Enquanto proprietária de um Renault e de um belíssimo Casio gostaria de começar por dizer que não me rala nada o sentido depreciativo atribuído a tais marcas na música da Shakira. Estou habituada à minha condição de remediada.

Sei também até onde é que a minha carteira estica e que só não tenho um Mercedes topo de gama e um Omega porque para isso os putos tinham de ir comer a relva do jardim das traseiras.

Sejamos francos, são as marcas do teso, que consegue ter algum conforto na vida e que, com sorte, no próximo aumento de salário, muda de modelo mas persiste na marca. Ou endivida-se, também há essa hipótese.
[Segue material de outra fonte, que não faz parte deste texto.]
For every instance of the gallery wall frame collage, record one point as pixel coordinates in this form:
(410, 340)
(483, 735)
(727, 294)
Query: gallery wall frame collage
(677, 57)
Se é bazófia a mais armar-se aos cágados a dizer que é um Ferrari e a outra é um Twingo? É. Até porque um Ferrari consome demais e logo por aí tem a Greta à perna, e porque, em calhando, ele se calhar andava à procura de uma coisa mais económica e de fácil estacionamento, em que ele pudesse pôr os sacos das mercearias quando vai às compras. Se a mesma cagança se aplica ao Rolex? Provavelmente, até porque é relógio para ficar todo escangalhado à primeira vez que alguém acerte com ele na ombreira da porta, ao passo que um bom G-Shock de 100 euros aguenta mocada de três em pipa, sem um risco e sem perder a capacidade de acender a luz para uma pessoa poder ver que horas são de madrugada sem ter de carregar no interruptor da sala.

Lá está, umas coisas valem mais do que outras, por isso é que as influencers andam sempre malucas a esfregar as suas Louis Vuitton nas ventas de toda a gente, quando podiam muito bem andar de Monte Campo que até leva mais merdas.

Dito disto, se ele não faz falta, se ela está resolvida e se constata que ele é um imbecil sem qualquer noção do valor económico das coisas, talvez não merecesse uma música.

O que me encanita com estas tretas é o impacto que tem nas crianças. Ver os pais a lavar roupa suja em praça pública é feio. Já é mau em casa, quando a mãe ameaça arrear com um bife congelado no focinho do pai, mas quando toca nas rádios do mundo todo, é capaz de ser pior. Imagino o puto a chegar ao colégio privado e a ouvir? Lha lá, então o teu pai arranjou um Twingo, pá?